The Army's Program Executive Office for Enterprise Information Systems buys billions of dollars' worth of gadgets and gizmos designed to move information around in nanoseconds, but since October 2007, when Gary Winkler took over command of the outfit, information has moved at the speed of molasses.

I'm told that this is the result of a whole new approval chain that takes days if not weeks to get all the right chops to publicly release the information, something that did not exist when Kevin Carroll ran PEO-EIS.

Gary, your folks do good stuff and field really interesting gear. How about making it easier to tell their story?
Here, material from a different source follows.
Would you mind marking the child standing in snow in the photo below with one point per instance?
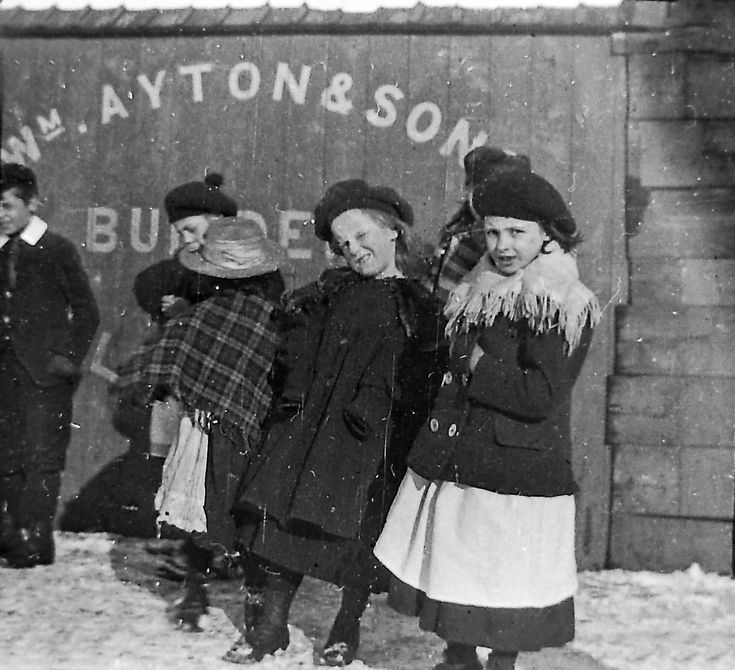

Old B-52 Drivers Take on Cyber Command Shield

I've heard from a couple of old B-52 pilots who have their roots in the now-defunct Strategic Air Command that they are less than thrilled with the shield of the new Air Force Cyber Command, which closely mimics the old SAC shield.

While the Air Force says the shield honors the lineage that the new command has with SAC, I've received a couple of e-mails that call it an insult to SAC, whose now retired pilots can't stand "digit-heads" taking over the symbol of their proud tradition rooted in Cold War nuclear missions.

This is a situation that will only get worse when the Cyber Command starts hiring guys with ponytails and tattoos.

Afghanistan, Where's That?

Afghanistan has become the forgotten front, a fact driven home by a reader who sent me a link to a briefing given to the Senior Army Reserve Commanders Asssociaton this February. The briefing said Afghanistan has "gone off the map" as far as the senior Defense leadership was concerned.

"It is time to revitalize and redouble our efforts toward stabilizing Afghanistan and rethink our economic and military strategies," the briefing stated.

Seems like a good idea to me. I think Osama bin Laden still hangs out in the neighborhood.